Rp82,85 miliar. Pada 2010 Bank Kaltim mampu membukukan laba Rp578,54 miliar, setahun kemudian turun jadi Rp495,69 miliar. Membengkaknya biaya operasional hingga 25,55% menjadi salah satu penyebab utama tergerusnya laba Bank Kaltim pada 2011. Andai saja pendapatan operasional bisa tumbuh lebih besar atau minimal sama dengan biaya operasional, laba Bank Kaltim sangat mungkin bergerak naik. Sayangnya, Bank Kaltim hanya mampu mendongkrak perolehan pendapatan operasional sebesar 8,74%. Bahkan, pendapatan bunga bersih hanya mampu terkatrol 0,96%. Bank Riau Kepri nyaris sama nasibnya dengan Bank Kaltim. Hanya saja, masalah yang menimpa Bank Riau Kepri lebih pelik karena menyangkut kasus dugaan korupsi dan kredit macet. Bank yang baru saja melakukan perombakan jajaran direksi dan komisaris pada pertengahan Juni lalu itu tak hanya mengalami masalah membengkaknya biaya operasional, tapi juga masalah politis yang menyertai kasus dugaan korupsi dan kredit macet.
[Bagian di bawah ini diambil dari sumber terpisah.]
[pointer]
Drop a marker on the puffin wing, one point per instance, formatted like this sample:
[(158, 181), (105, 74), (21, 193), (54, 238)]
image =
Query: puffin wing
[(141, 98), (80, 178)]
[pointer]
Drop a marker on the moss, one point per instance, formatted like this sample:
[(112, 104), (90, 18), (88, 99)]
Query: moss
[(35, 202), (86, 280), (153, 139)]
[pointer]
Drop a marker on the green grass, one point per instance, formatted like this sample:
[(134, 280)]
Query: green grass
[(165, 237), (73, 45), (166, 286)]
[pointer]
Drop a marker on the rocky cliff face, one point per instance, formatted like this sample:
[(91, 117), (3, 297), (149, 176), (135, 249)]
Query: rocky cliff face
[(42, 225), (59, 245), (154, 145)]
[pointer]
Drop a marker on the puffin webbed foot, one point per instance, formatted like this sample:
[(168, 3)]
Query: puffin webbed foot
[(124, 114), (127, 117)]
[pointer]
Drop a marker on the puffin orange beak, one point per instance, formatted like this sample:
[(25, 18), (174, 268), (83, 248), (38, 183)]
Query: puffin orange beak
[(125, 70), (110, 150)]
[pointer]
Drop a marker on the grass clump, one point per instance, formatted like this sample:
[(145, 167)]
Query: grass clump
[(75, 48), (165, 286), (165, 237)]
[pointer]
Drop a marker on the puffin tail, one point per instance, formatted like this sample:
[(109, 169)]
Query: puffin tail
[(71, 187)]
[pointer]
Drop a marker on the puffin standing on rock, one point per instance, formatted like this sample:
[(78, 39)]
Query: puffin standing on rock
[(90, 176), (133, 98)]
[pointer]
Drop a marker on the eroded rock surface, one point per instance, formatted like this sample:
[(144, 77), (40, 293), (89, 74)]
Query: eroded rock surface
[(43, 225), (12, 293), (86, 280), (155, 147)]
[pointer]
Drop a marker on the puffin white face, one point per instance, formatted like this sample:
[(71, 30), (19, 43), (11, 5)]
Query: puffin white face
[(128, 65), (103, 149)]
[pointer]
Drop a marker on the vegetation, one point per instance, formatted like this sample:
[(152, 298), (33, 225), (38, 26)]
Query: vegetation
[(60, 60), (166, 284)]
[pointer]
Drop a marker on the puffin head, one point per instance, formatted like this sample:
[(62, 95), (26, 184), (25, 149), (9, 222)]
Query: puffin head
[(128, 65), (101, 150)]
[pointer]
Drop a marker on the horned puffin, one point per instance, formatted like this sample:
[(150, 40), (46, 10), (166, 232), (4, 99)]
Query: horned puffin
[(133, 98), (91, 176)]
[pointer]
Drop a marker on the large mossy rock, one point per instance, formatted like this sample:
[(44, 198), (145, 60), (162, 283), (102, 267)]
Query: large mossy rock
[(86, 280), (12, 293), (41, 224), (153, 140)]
Kasus di Bank Riau Kepri ini seperti menjadi tradisi yang kerap terjadi di BPD. Ironisnya, semua itu bermuara pada suksesi kursi direksi dan komisaris yang selalu menjadi ajang rebutan antarfaksi. Ini yang membuat BPD akan makin sulit mewujudkan komitmen mereka untuk menjadi regional champion di daerahnya masing-masing. Kecukupan modal hanya satu syarat untuk memenuhi ambisinya itu. Yang lebih penting justru kesiapan semua shareholder untuk bersikap profesional ketika memutuskan nasib bank mereka itu dengan mengesampingkan kepentingan faksi, parpol, maupun golongan.